SAN ANGELO, TX — The sentencing date and location for former San Angelo Police Chief Tim Vasquez has been set for July 18 at 1 p.m. at the US Courthouse, 33 E Twohig, San Angelo. Vasquez has since changed lawyers and his new lawyer wants to know why Vasquez was remanded into the custody of the US Marshals instead of being released on bond following his conviction on March 24 of bribery and three counts of honest mail services fraud. Vasquez has been held in the Terry County Jail in Brownfield since his jury trial’s conclusion in Lubbock on March 24.
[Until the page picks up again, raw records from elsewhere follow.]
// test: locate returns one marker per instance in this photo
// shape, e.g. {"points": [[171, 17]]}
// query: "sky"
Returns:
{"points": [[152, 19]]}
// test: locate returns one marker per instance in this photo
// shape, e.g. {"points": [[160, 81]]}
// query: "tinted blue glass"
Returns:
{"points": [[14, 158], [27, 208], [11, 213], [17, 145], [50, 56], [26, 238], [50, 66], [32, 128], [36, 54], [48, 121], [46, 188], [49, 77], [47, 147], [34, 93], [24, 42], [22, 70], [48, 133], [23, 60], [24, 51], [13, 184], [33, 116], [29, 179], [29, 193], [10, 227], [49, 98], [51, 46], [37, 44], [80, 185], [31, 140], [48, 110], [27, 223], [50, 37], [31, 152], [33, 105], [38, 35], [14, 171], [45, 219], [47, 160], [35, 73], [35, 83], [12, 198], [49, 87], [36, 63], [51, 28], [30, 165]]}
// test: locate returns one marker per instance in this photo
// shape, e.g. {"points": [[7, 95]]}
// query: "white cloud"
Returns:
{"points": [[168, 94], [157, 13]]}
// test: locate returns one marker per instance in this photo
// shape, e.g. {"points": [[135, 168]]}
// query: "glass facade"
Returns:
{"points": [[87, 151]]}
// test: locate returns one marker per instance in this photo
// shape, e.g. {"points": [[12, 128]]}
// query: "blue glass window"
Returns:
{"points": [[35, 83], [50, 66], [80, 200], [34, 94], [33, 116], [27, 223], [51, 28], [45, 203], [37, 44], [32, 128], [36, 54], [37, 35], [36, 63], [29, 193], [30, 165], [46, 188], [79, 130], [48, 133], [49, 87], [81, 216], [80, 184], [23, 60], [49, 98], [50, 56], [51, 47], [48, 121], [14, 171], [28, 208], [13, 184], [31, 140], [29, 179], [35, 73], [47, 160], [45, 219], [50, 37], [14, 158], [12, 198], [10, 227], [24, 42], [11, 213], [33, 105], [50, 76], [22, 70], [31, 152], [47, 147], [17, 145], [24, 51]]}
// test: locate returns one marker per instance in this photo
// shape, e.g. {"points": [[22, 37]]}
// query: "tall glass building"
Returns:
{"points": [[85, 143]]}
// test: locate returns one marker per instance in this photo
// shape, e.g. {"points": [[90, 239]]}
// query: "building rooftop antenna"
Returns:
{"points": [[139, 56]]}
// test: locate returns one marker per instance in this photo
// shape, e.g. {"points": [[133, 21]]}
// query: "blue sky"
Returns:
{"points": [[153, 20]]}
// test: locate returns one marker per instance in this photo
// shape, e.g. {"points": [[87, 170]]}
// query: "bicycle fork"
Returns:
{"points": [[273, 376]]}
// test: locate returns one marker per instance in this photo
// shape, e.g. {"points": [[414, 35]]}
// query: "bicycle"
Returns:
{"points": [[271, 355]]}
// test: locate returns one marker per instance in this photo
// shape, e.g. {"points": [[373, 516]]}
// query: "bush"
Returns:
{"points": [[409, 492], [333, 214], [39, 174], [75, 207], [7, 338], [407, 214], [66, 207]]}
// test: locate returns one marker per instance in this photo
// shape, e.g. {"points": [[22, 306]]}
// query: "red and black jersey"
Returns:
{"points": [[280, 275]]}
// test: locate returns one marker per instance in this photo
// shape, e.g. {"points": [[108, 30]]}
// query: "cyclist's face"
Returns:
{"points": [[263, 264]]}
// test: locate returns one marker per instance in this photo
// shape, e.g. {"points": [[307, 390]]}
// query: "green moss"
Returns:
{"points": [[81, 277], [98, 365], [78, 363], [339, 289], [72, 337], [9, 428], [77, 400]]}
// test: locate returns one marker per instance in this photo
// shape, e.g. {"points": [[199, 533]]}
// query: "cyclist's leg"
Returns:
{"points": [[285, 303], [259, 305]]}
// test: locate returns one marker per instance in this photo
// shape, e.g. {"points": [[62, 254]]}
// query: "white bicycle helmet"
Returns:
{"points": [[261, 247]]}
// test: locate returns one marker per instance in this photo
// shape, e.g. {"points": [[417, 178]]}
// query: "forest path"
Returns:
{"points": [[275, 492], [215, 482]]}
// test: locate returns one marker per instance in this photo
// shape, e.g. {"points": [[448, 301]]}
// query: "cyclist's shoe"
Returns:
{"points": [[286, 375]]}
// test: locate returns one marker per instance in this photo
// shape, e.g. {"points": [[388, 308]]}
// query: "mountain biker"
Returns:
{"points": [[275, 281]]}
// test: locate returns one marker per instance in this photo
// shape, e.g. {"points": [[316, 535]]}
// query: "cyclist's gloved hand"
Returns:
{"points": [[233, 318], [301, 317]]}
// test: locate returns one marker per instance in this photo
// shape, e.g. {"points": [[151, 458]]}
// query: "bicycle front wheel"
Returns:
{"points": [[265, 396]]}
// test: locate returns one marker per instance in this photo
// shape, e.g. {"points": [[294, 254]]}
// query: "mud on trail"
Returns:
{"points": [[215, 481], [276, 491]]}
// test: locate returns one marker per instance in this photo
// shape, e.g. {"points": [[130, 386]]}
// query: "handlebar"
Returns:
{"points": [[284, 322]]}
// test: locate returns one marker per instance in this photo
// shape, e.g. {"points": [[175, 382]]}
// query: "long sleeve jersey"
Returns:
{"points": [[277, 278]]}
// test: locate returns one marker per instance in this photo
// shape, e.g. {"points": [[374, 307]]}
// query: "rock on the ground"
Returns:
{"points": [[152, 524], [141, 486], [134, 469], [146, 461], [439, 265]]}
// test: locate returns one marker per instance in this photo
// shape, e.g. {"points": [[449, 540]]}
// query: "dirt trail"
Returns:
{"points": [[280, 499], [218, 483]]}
In the courtroom back in March, presiding Federal Judge James Wesley Hendrix ordered Vasquez locked up to await his sentencing date. “I think the information is strong. I think it is material and is concerning to me,” Hendrix stated, expressing his fears that Vasquez was a flight risk.
Generally, convicted felons can be released on bond to await their sentencing unless there are circumstances that convince a judge to deny a bail bond.
Vasquez’s new attorney, Franklyn Mickelsen, claimed in court filings that he as Vasquez’s new attorney has not been told what that flight risk information is and he wants to know. Apparently Vasquez himself doesn’t know what the information is.
“After Mr. Vasquez was convicted at trial, the government disclosed information to the Court in camera that it had learned in a grand jury investigation. Mr. Vasquez’s counsel at the time agreed to exclude his client from the in camera hearing,” Mickelsen stated in the filing.
Vasquez’s former attorney, David Guinn, informed Mickelsen that he knew what the information was but, according to Mickelsen, Guinn told him he was not allowed to disclose it.
On May 13, the Vasquez docket in the Federal Northern District Court produced a slew of filings from Mickelsen concerning the transcripts of the pretrial conference on March 21 until the trial ended on March 24. In all, the transcripts Mickelsen requested to be released could include the entire trial in four volumes plus the transcripts of the pretrial hearings. US Attorney Jeffrey Haag has made a sealed request pertaining to redactions of the court transcripts. The judge ordered Haag to respond to Mickelsen’s request to unseal the transcripts by May 24. If there are no objections, the transcripts could be released to the public in 90 days.
Tim Vasquez was convicted of receiving bribes from public safety radio vendor Dailey and Wells Communications, Inc. of San Antonio. In return for bribes, that prosecutors said were paid as overpayments for hiring Vasquez’s band, Funky Munky, Vasquez became Dailey and Wells’ paid promoter inside city hall. The City of San Angelo purchased all of its public safety radios from Dailey and Wells since 2008. Vasquez served at San Angelo’s elected chief of police from 2004 until his defeat in 2016. The jury found Vasquez guilty on March 24.
Vasquez faces up to 70 years in prison if the judge orders the prison terms to be served consecutively. The maximum sentence is 10 years for bribery and 20 years for each of the three counts of mail fraud. Interestingly, each of the mail fraud convictions are for each check the City of San Angelo cut and mailed to pay for the entire $5.7 million Harris radio upgrade to the public safety radio network installed throughout the city by Dailey and Wells in 2016.